The decision of whether a cached result can be reused comes down to a single question: did anything the function depends on change? CocoIndex answers it by reducing every input — the function arguments, declared dependencies, and context values — to a deterministic fingerprint. Each value is mapped to a canonical form (primitives and containers directly, dataclasses and Pydantic models field by field, and a pickle fallback for anything else), and those forms are combined into one key. If that key matches a previously stored entry, the cached output is a candidate for reuse. This is the mechanism behind every reuse decision described in the examples above: when the embedding step sees the same chunk text, the same logic, and the same spec, its fingerprint is unchanged, and the prior embedding is returned without recomputation.

The subtle part is separating identity from freshness. A file’s path tells you which input you’re looking at; its modification time and content tell you whether that input has changed.
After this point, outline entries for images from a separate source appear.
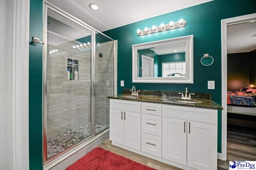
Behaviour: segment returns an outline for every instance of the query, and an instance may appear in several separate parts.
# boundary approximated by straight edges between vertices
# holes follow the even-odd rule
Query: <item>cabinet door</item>
[[[124,145],[140,150],[141,114],[127,111],[124,113]]]
[[[188,126],[187,165],[217,169],[217,125],[188,121]]]
[[[162,122],[162,157],[186,165],[187,121],[163,117]]]
[[[110,140],[124,144],[124,111],[110,109]]]

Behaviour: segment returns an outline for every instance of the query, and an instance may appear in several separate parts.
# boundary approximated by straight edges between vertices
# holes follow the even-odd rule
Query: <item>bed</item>
[[[256,116],[256,86],[228,91],[228,112]]]

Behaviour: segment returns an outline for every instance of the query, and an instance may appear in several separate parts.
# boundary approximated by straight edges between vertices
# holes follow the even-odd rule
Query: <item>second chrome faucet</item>
[[[194,95],[194,93],[190,93],[188,95],[188,88],[186,88],[186,92],[185,93],[185,96],[184,96],[184,94],[183,94],[183,93],[179,93],[179,94],[182,94],[181,95],[181,99],[186,99],[187,100],[191,100],[192,99],[191,95]]]
[[[130,92],[132,92],[132,96],[139,96],[139,94],[138,93],[138,92],[140,92],[140,91],[137,90],[137,91],[136,91],[136,88],[135,88],[135,86],[132,86],[132,90],[130,90]]]

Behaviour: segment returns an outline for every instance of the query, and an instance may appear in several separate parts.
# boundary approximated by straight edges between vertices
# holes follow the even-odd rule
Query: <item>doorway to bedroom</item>
[[[222,159],[254,160],[256,160],[256,14],[224,20],[222,26],[224,107]]]

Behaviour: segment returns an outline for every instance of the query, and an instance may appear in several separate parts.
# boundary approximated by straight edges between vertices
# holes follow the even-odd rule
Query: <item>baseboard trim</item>
[[[221,153],[218,152],[218,153],[217,154],[217,157],[219,159],[221,159],[222,160],[223,160],[222,155]]]

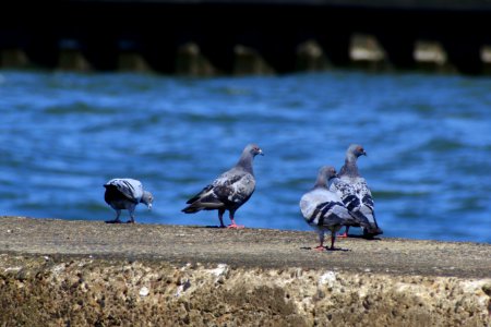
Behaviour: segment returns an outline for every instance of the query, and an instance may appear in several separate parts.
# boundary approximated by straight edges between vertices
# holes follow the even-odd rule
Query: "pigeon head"
[[[246,152],[251,154],[252,157],[255,157],[258,155],[264,156],[263,150],[259,147],[258,144],[251,143],[246,147]]]
[[[348,161],[355,161],[359,156],[367,156],[363,147],[359,144],[351,144],[346,152],[346,158]]]
[[[154,202],[154,196],[152,195],[152,193],[144,191],[143,195],[142,195],[142,199],[140,202],[146,204],[146,206],[148,207],[148,210],[152,210],[152,204]]]
[[[363,147],[359,144],[351,144],[348,147],[348,153],[356,156],[357,158],[359,156],[367,156],[367,153],[364,152]]]
[[[315,181],[315,186],[327,186],[327,182],[336,178],[336,169],[333,166],[323,166],[319,169],[318,180]]]

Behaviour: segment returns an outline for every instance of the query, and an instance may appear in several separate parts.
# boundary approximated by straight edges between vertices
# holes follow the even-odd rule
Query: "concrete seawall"
[[[491,245],[0,217],[0,326],[490,326]]]

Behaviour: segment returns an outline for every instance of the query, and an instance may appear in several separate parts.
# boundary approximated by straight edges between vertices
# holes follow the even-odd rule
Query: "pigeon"
[[[229,211],[231,225],[228,228],[243,228],[238,226],[233,215],[241,205],[251,197],[255,189],[255,178],[252,170],[252,161],[256,155],[264,155],[256,144],[249,144],[242,152],[239,161],[230,170],[220,174],[209,185],[190,198],[188,206],[182,209],[185,214],[194,214],[200,210],[218,210],[220,228],[224,228],[223,216]]]
[[[346,152],[345,165],[342,167],[338,178],[334,179],[330,185],[331,191],[336,192],[348,208],[351,216],[357,219],[354,225],[347,225],[346,231],[340,237],[347,238],[350,226],[361,227],[363,235],[373,238],[382,234],[375,219],[374,202],[367,181],[358,171],[357,159],[360,156],[367,156],[363,147],[358,144],[351,144]],[[369,221],[369,226],[362,226],[362,222]]]
[[[300,199],[300,210],[306,221],[319,233],[320,243],[315,247],[324,251],[324,232],[331,231],[331,247],[334,249],[336,232],[348,223],[355,223],[356,219],[349,214],[339,196],[332,192],[327,182],[336,177],[334,167],[324,166],[319,170],[318,180],[313,189]]]
[[[106,184],[106,193],[104,199],[116,210],[116,219],[106,222],[119,223],[121,210],[127,209],[130,213],[130,220],[127,222],[134,223],[134,209],[139,203],[144,203],[148,210],[152,209],[154,196],[152,193],[144,191],[140,181],[133,179],[112,179]]]

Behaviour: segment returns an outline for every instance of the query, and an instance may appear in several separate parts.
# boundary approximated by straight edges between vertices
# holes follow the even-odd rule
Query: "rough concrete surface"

Folding everything into one key works, but it forces an expensive check on every run — for a file, that means reading and hashing the whole thing each time. CocoIndex lets you split the two: keep the stable identifier (path, URL, primary key) in the memoization key, and attach a memo state that validates freshness only after the fingerprint matches. A state function can do a cheap check first (compare the modification time) and fall back to the expensive one (hash the content) only when the cheap check fails — and even then, it can confirm the content is identical and reuse the cached result while quietly recording the new modification time. State validation can also run asynchronously, which is what makes freshness checks like an S3 HEAD request or an If-Modified-Since header practical. See memoization keys for the full model.
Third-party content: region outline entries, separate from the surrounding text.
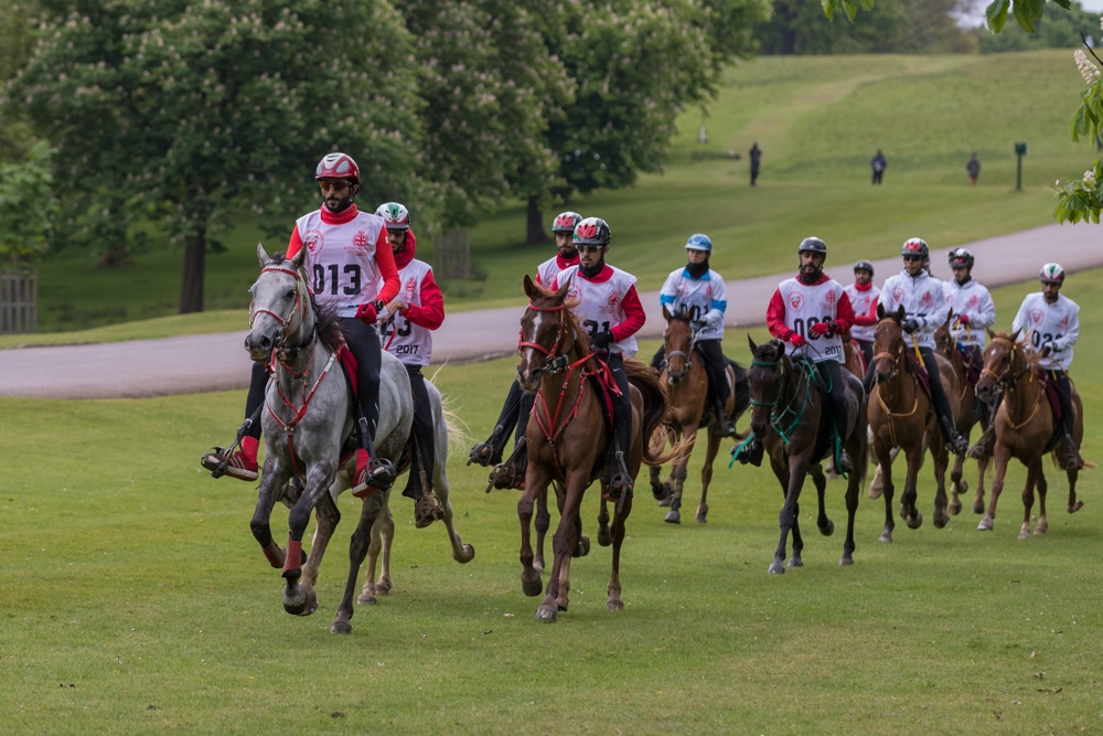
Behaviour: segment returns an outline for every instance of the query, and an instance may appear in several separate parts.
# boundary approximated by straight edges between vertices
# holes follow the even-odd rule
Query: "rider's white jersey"
[[[844,362],[843,338],[813,337],[812,326],[816,322],[834,321],[838,317],[838,302],[845,294],[843,285],[835,279],[827,279],[808,286],[799,278],[786,278],[778,285],[778,292],[785,302],[785,327],[807,340],[807,348],[795,348],[785,343],[785,352],[790,355],[800,353],[807,355],[815,363],[823,361]]]
[[[335,306],[341,317],[355,317],[357,307],[378,298],[383,278],[375,248],[381,233],[386,239],[383,217],[361,211],[346,223],[329,224],[321,210],[314,210],[295,226],[307,248],[304,268],[318,303]]]
[[[570,311],[590,334],[604,332],[624,321],[625,313],[622,303],[624,295],[635,286],[635,277],[628,271],[608,264],[606,267],[612,270],[612,275],[608,280],[601,282],[582,278],[582,275],[578,273],[578,266],[564,269],[553,282],[553,287],[558,288],[570,281],[567,299],[578,301],[578,305]],[[638,351],[639,344],[635,341],[635,335],[629,335],[609,344],[609,352],[613,355],[623,353],[629,358],[635,358]]]
[[[942,282],[942,288],[954,317],[965,314],[968,318],[967,326],[960,324],[955,318],[951,318],[950,332],[954,340],[984,350],[985,328],[996,323],[996,303],[992,300],[988,289],[975,278],[965,281],[964,286],[950,279]]]
[[[870,284],[869,288],[865,291],[858,289],[854,284],[846,287],[846,296],[850,300],[850,306],[854,307],[855,317],[865,317],[874,309],[874,305],[877,303],[877,297],[880,296],[881,290],[876,284]],[[854,324],[850,327],[850,337],[855,340],[861,340],[864,342],[874,341],[874,330],[877,329],[876,324]]]
[[[1022,330],[1019,341],[1032,350],[1041,351],[1042,345],[1051,343],[1052,352],[1042,359],[1041,366],[1068,371],[1072,365],[1072,345],[1080,338],[1080,307],[1063,294],[1057,295],[1057,302],[1052,305],[1046,301],[1041,291],[1028,294],[1011,322],[1011,330]]]
[[[700,278],[689,275],[687,268],[671,271],[658,292],[658,302],[671,311],[685,307],[689,319],[705,322],[697,333],[698,340],[720,340],[724,338],[724,312],[728,308],[728,296],[724,288],[724,277],[711,268]]]
[[[904,316],[919,321],[919,329],[912,337],[921,348],[934,349],[934,331],[945,323],[946,313],[950,311],[942,281],[925,270],[915,277],[902,270],[885,281],[880,302],[886,314],[903,306]]]
[[[410,307],[420,307],[421,282],[426,275],[431,273],[432,266],[417,258],[411,259],[404,268],[399,268],[398,279],[401,287],[397,298]],[[387,352],[404,364],[428,365],[432,356],[432,330],[415,324],[399,312],[395,312],[394,321],[387,321],[379,339]]]

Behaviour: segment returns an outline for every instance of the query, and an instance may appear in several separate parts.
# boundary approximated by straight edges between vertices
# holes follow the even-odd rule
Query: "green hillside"
[[[707,145],[697,142],[702,110],[687,110],[662,174],[569,206],[609,221],[610,260],[646,289],[682,263],[693,232],[711,235],[714,265],[741,278],[790,267],[795,244],[812,233],[827,241],[831,263],[840,263],[889,255],[912,235],[938,247],[1042,225],[1053,207],[1046,188],[1094,160],[1090,146],[1068,136],[1082,85],[1068,51],[745,62],[708,106]],[[754,140],[764,157],[760,185],[750,189],[746,152]],[[1022,192],[1014,191],[1018,140],[1030,143]],[[889,167],[885,185],[872,189],[868,161],[877,148]],[[742,158],[728,158],[729,150]],[[964,167],[974,150],[984,168],[981,185],[970,189]],[[550,255],[521,244],[523,235],[520,203],[472,231],[480,280],[446,282],[449,308],[517,301],[521,276]],[[247,306],[256,239],[242,228],[226,238],[227,253],[208,257],[208,309]],[[421,255],[431,260],[428,244]],[[180,262],[174,249],[114,270],[79,254],[50,258],[40,268],[41,329],[171,314]]]

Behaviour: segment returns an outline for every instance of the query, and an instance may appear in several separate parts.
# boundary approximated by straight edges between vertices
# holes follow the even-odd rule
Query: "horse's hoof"
[[[521,576],[521,589],[529,598],[540,595],[544,590],[544,584],[540,583],[539,573],[536,574],[535,580],[526,580],[524,574]]]

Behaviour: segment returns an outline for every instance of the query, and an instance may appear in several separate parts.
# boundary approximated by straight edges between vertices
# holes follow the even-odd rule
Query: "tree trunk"
[[[184,282],[180,289],[180,313],[203,311],[203,267],[206,259],[206,231],[200,230],[184,249]]]
[[[548,243],[552,238],[548,237],[547,232],[544,230],[544,214],[540,212],[539,199],[536,196],[528,198],[528,237],[525,243],[528,245],[540,245],[543,243]]]

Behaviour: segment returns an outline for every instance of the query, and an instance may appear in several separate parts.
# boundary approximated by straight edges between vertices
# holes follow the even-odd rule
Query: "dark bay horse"
[[[939,352],[950,361],[950,364],[954,369],[954,375],[957,376],[957,386],[960,390],[957,395],[957,434],[968,439],[973,427],[978,422],[981,423],[982,431],[987,428],[987,413],[981,410],[983,408],[982,402],[976,398],[973,384],[968,381],[968,370],[965,366],[965,361],[962,360],[961,351],[957,350],[957,344],[950,332],[950,324],[953,319],[954,316],[951,313],[946,318],[946,323],[934,331],[934,344],[938,346]],[[957,455],[954,458],[954,468],[950,471],[950,513],[953,515],[961,513],[961,497],[964,493],[968,493],[968,482],[962,480],[964,465],[965,456]],[[976,466],[977,480],[976,494],[973,498],[973,513],[981,514],[984,513],[984,473],[988,470],[988,458],[977,459]]]
[[[544,600],[536,618],[554,621],[558,611],[567,610],[570,590],[570,559],[581,537],[579,508],[582,494],[606,465],[611,427],[606,420],[603,401],[587,377],[601,371],[590,353],[585,329],[578,324],[566,301],[569,282],[558,291],[549,291],[525,276],[528,309],[521,319],[521,364],[517,376],[525,391],[537,393],[533,416],[528,422],[526,444],[528,468],[525,489],[517,503],[521,519],[521,583],[527,596],[540,594],[540,570],[533,566],[529,527],[533,506],[546,494],[553,481],[559,505],[559,526],[553,538],[555,559]],[[650,440],[662,428],[667,413],[666,393],[651,369],[632,360],[624,361],[631,385],[632,433],[628,454],[628,470],[634,479],[640,463],[668,462],[679,447],[666,452],[653,449]],[[612,544],[612,574],[609,578],[606,606],[611,611],[623,610],[620,584],[620,551],[624,541],[624,521],[632,511],[631,492],[615,500],[610,526],[608,486],[602,480],[601,509],[598,514],[598,543]]]
[[[771,340],[756,345],[750,335],[750,370],[747,375],[751,386],[751,430],[757,440],[762,441],[770,456],[773,474],[781,483],[785,503],[781,509],[779,524],[781,540],[774,553],[771,573],[785,572],[785,546],[789,532],[793,532],[793,556],[790,567],[803,567],[801,552],[804,540],[800,527],[800,498],[804,477],[812,474],[820,500],[820,515],[816,526],[824,536],[831,536],[835,523],[827,518],[824,494],[827,479],[820,461],[832,457],[833,434],[831,417],[818,390],[813,388],[816,369],[803,359],[791,360],[785,355],[785,343]],[[854,564],[854,515],[858,510],[858,488],[861,486],[867,465],[866,415],[863,412],[865,392],[861,381],[853,373],[840,369],[846,381],[847,418],[849,426],[844,429],[844,447],[854,460],[854,472],[846,486],[846,541],[839,565]]]
[[[663,305],[663,317],[666,318],[666,331],[663,333],[666,367],[663,369],[658,378],[666,384],[671,404],[670,425],[674,430],[672,441],[681,438],[685,438],[685,441],[682,442],[682,452],[671,465],[671,477],[665,482],[658,480],[662,468],[651,468],[651,490],[658,500],[670,498],[671,510],[666,514],[666,521],[679,524],[682,523],[682,490],[686,480],[686,466],[689,463],[689,456],[693,455],[693,448],[697,442],[697,430],[702,427],[702,419],[709,408],[709,385],[708,373],[705,371],[700,355],[694,350],[695,340],[693,328],[689,326],[689,312],[681,309],[672,314]],[[731,424],[735,424],[750,405],[750,390],[742,370],[739,371],[737,378],[736,371],[729,365],[726,374],[730,392],[724,408],[731,418]],[[715,409],[704,426],[708,431],[708,445],[705,450],[705,463],[700,469],[698,524],[708,521],[708,484],[713,480],[713,461],[720,449],[721,437],[718,434],[719,422]],[[736,439],[745,437],[747,435],[737,435]]]
[[[923,454],[931,448],[934,458],[934,478],[938,481],[938,492],[934,497],[934,525],[942,529],[950,521],[946,500],[946,467],[950,465],[950,451],[939,430],[931,399],[920,385],[908,360],[904,344],[904,332],[901,327],[904,310],[900,307],[895,313],[887,314],[885,309],[877,307],[879,322],[874,330],[874,366],[877,383],[869,393],[868,417],[869,427],[874,433],[874,452],[880,463],[884,478],[885,495],[885,531],[881,542],[892,541],[892,457],[891,450],[899,447],[908,459],[908,474],[904,478],[903,493],[900,497],[900,516],[911,529],[923,524],[923,514],[915,508],[919,497],[917,479],[919,469],[923,467]],[[939,363],[942,386],[950,399],[954,416],[957,415],[960,391],[954,369],[943,355],[938,352],[934,358]],[[918,359],[917,359],[918,360]]]
[[[1027,467],[1027,484],[1022,489],[1022,526],[1019,538],[1030,536],[1030,510],[1034,508],[1034,489],[1038,488],[1039,514],[1035,534],[1045,534],[1049,529],[1046,518],[1046,473],[1042,470],[1045,457],[1050,444],[1059,438],[1054,423],[1053,409],[1046,399],[1046,390],[1038,377],[1038,361],[1036,353],[1027,353],[1019,344],[1019,331],[1013,334],[995,333],[988,330],[992,342],[984,351],[984,370],[981,381],[976,384],[977,394],[989,398],[997,387],[1004,390],[1004,401],[999,404],[994,422],[996,423],[996,449],[993,458],[996,461],[996,476],[992,480],[992,500],[988,510],[977,529],[990,531],[996,518],[996,503],[1004,490],[1004,476],[1011,458]],[[1077,413],[1077,422],[1072,439],[1080,447],[1084,437],[1084,405],[1080,394],[1072,388],[1072,406]],[[1056,442],[1060,447],[1060,442]],[[1053,452],[1053,461],[1061,467],[1060,452]],[[1088,467],[1085,463],[1084,467]],[[1069,477],[1069,513],[1080,511],[1084,503],[1077,499],[1077,478],[1080,471],[1075,466],[1065,468]]]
Custom functions can take a parameter cache. When True, the executor will cache the result of the function for reuse during reprocessing. We recommend setting this to True for any function that is computationally intensive.

Output will be reused if all these are unchanged: spec (if exists), input data, behavior of the function. For this purpose, a behavior_version needs to be provided, and should increase on behavior changes.
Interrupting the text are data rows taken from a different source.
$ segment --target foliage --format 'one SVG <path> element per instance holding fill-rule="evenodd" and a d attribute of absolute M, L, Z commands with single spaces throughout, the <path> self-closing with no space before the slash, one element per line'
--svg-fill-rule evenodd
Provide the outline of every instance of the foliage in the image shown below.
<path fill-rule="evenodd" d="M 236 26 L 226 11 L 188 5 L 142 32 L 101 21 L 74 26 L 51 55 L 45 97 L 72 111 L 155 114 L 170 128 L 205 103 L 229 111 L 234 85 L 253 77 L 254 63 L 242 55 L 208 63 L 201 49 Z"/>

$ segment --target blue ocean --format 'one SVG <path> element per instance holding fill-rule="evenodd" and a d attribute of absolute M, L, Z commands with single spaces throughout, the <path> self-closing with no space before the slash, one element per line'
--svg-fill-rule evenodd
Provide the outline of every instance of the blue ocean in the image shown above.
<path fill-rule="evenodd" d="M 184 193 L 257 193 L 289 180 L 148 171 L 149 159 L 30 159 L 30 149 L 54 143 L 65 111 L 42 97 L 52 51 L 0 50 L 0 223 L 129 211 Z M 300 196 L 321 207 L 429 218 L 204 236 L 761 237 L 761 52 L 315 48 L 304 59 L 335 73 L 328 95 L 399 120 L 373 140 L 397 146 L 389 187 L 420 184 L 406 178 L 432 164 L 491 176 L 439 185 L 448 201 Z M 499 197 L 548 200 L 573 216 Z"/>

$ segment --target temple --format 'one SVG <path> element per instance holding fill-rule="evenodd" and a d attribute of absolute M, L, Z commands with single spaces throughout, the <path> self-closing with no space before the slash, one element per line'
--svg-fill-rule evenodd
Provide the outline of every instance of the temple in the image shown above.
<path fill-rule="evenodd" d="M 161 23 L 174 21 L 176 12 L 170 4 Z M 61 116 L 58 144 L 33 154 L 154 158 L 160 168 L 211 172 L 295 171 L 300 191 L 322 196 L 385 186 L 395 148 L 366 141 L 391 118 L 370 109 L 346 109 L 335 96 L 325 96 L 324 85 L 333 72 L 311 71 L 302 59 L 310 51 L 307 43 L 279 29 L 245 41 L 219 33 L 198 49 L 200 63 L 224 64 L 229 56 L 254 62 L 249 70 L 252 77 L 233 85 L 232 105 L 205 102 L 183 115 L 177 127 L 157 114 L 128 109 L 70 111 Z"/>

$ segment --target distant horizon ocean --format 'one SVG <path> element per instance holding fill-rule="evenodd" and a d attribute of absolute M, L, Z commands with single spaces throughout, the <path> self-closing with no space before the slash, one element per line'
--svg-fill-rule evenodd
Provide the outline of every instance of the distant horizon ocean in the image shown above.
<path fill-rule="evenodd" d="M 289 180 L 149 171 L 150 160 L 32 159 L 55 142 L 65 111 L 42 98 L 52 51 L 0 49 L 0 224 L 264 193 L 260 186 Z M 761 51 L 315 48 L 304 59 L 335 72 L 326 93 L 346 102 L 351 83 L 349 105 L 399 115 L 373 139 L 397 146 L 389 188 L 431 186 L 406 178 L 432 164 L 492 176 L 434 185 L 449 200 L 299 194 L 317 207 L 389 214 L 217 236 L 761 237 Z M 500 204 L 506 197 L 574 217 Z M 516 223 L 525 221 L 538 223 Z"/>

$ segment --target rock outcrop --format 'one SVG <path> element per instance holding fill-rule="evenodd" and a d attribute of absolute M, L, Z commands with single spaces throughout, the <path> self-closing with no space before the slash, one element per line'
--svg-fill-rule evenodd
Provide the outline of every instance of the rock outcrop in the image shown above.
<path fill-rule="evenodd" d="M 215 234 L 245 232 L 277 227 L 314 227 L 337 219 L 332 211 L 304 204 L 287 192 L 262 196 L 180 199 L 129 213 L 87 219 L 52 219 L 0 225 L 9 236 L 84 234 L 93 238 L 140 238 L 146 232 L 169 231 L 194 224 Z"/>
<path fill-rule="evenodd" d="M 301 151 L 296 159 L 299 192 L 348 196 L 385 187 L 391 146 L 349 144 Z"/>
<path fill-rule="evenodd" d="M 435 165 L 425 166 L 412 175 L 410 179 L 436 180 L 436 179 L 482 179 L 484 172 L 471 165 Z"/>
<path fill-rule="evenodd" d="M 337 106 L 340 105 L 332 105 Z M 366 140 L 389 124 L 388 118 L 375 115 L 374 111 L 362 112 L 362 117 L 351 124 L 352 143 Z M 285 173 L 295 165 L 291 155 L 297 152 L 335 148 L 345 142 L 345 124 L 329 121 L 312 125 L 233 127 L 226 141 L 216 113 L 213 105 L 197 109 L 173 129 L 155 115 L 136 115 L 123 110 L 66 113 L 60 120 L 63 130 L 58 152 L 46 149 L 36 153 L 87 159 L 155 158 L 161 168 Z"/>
For example, this enables cache for a standalone function:

python
@cocoindex.op.function(cache=True, behavior_version=1)
def compute_something(arg1: str, arg2: int | None = None) -> str:
    ...

This enables cache for a function defined by a spec and an executor:

python
class ComputeSomething(cocoindex.op.FunctionSpec):
    ...

@cocoindex.op.executor_class(cache=True, behavior_version=1)
class ComputeSomethingExecutor:
    spec: ComputeSomething

    ...

Thanks for reading and we love to hear from you! If you like our work, it would mean a lot to us if you could support Cocoindex on Github with a star.

CocoIndex

An incremental engine for long-horizon agents — always-fresh, explainable data, one Python file.

Frequently asked questions.

What is incremental processing in CocoIndex?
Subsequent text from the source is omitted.